OLoRA: Orthonormal Low Rank Adaptation of Large Language Models
Introduction
OLoRA is a novel approach that leverages orthonormal low rank adaptation through QR decomposition. Unlike the default LoRA implementation, OLoRA decomposes original weights into their $\mathbf{Q}$ and $\mathbf{R}$ parts, and then uses the first rank rows of $\mathbf{R}$ and the first rank columns of $\mathbf{Q}$ to initialize $\mathbf{A}$ and $\mathbf{B}$, respectively. This results in significantly faster convergence, more stable training, and superior performance.
Quick start
import torch
from peft import LoraConfig, get_peft_model
from transformers import AutoTokenizer, AutoModelForCausalLM
from trl import SFTConfig, SFTTrainer
from datasets import load_dataset
model = AutoModelForCausalLM.from_pretrained("facebook/opt-350m", torch_dtype=torch.bfloat16, device_map="auto")

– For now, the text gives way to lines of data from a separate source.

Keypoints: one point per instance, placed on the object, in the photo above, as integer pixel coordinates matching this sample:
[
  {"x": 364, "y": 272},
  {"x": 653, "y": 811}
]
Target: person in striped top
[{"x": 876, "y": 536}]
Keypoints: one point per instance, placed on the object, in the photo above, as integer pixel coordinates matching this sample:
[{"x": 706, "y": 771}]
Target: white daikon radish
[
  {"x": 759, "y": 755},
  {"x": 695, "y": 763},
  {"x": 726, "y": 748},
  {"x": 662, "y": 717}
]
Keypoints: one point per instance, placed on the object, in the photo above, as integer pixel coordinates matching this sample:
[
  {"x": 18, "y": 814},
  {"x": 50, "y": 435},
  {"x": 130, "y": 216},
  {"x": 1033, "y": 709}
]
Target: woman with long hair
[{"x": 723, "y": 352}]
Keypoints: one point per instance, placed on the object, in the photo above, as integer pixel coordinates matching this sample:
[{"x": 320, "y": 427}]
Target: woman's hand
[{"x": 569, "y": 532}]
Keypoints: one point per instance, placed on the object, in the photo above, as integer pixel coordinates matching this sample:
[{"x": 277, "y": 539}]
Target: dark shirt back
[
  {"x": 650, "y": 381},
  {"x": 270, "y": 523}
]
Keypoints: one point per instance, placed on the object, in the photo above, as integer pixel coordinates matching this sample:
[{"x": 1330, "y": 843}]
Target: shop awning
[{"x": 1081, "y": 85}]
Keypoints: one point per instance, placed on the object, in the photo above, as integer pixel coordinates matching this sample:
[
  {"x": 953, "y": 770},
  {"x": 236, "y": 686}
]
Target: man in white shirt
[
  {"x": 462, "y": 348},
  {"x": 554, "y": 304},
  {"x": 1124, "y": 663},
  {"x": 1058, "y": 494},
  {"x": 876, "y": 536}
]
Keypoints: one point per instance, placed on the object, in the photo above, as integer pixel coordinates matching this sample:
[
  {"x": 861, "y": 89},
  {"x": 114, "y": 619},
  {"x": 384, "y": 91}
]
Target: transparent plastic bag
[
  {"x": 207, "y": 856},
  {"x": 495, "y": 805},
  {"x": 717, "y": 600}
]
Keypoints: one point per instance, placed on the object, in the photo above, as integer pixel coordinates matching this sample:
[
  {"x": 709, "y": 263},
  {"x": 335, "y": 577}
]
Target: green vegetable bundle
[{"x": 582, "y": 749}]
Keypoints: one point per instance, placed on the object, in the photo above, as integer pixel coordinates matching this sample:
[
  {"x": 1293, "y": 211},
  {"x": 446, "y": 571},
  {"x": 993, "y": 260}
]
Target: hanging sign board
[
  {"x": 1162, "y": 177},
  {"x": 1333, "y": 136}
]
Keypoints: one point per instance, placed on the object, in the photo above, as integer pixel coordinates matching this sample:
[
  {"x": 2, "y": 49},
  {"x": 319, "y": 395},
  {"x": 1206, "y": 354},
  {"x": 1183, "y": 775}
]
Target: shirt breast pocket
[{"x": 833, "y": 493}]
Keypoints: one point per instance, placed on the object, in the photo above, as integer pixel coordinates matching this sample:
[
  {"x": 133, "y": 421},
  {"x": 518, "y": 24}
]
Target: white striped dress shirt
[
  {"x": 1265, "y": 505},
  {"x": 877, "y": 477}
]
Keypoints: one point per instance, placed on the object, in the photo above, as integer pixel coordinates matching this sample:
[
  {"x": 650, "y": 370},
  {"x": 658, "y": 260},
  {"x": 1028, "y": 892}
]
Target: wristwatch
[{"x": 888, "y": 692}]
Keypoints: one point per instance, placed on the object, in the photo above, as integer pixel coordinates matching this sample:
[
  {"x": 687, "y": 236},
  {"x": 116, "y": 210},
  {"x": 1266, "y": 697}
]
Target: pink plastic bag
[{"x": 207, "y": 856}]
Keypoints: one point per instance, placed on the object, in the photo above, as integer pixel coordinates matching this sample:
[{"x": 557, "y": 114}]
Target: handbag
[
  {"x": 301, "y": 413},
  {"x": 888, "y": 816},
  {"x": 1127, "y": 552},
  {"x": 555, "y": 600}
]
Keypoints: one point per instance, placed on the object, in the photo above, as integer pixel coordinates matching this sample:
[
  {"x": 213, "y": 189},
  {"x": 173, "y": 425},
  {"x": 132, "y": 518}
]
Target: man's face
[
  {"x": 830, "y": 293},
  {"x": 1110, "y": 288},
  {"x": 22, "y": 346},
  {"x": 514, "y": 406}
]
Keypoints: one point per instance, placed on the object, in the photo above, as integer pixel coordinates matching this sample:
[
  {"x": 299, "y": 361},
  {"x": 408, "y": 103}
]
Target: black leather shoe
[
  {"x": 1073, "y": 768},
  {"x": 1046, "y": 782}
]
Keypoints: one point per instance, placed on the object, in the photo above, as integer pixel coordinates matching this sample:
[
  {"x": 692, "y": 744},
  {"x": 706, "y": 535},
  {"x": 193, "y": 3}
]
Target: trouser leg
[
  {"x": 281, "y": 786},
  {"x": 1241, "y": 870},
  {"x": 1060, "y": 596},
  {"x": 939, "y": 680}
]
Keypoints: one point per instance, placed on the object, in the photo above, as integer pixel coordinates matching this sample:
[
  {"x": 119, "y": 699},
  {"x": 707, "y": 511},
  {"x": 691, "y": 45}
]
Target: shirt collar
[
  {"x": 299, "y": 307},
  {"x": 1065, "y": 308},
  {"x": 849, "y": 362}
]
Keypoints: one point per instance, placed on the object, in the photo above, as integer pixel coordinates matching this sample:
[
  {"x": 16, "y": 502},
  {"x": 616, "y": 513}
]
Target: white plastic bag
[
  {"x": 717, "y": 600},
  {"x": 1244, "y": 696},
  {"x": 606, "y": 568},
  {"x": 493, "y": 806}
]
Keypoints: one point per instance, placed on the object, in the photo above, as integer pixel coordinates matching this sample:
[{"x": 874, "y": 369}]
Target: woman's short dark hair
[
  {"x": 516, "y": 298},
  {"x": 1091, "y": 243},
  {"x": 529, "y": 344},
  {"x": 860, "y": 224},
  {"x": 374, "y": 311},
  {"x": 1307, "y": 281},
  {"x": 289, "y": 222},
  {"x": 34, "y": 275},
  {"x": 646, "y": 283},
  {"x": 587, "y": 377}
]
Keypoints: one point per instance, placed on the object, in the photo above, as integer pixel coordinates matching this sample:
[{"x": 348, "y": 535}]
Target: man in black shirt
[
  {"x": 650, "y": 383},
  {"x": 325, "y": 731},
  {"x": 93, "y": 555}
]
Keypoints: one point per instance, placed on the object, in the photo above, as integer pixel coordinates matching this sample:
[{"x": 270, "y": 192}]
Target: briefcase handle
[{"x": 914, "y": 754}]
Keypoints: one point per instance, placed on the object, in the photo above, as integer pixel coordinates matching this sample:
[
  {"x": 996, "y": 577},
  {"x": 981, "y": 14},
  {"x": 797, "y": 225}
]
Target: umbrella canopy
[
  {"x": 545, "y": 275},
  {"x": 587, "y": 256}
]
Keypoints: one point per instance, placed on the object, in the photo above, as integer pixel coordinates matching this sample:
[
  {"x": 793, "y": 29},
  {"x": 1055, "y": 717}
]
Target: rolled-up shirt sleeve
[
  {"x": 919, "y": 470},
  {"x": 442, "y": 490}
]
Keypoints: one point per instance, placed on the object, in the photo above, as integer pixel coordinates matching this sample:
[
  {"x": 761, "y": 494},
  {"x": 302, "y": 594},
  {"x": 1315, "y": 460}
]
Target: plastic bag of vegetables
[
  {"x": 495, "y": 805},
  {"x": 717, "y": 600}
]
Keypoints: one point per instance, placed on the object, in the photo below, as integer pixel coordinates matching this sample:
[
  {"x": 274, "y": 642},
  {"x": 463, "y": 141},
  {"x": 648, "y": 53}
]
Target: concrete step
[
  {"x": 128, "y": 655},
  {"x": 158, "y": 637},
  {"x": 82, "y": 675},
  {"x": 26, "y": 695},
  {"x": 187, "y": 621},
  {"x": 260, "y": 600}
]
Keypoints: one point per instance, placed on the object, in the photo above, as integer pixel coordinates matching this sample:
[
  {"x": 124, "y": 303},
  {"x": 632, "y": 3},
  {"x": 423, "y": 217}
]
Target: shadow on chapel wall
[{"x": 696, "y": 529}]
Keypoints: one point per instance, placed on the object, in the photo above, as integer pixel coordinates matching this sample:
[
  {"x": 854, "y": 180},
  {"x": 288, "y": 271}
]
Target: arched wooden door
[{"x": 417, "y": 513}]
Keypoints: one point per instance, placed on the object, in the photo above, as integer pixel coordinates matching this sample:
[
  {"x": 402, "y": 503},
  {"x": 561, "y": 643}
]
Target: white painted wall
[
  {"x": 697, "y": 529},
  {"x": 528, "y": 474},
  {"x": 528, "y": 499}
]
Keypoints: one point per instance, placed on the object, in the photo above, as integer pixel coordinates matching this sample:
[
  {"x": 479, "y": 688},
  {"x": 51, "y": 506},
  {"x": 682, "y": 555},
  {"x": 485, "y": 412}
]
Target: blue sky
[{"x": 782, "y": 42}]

tokenizer = AutoTokenizer.from_pretrained("facebook/opt-350m")
dataset = load_dataset("imdb", split="train[:1%]")
lora_config = LoraConfig(
init_lora_weights="olora"
)
peft_model = get_peft_model(model, lora_config)
training_args = SFTConfig(dataset_text_field="text", max_seq_length=128)
trainer = SFTTrainer(
model=peft_model,
train_dataset=dataset,
processing_class=tokenizer,
)
trainer.train()
peft_model.save_pretrained("olora-opt-350m")
There is no additional change needed to your standard LoRA procedure, except for specifying init_lora_weights = "olora" option in your lora configuration.
Additionally you can refer to olora finetuning script. Run the script simply by running:
python3 examples/olora_finetuning/olora_finetuning.py --base_model facebook/opt-350m
OLoRA also supports quantization. To use 4-bit quantization try:
python3 examples/olora_finetuning/olora_finetuning.py --base_model facebook/opt-350m --quantize
or you can just pass a quantized model without the quantize flag.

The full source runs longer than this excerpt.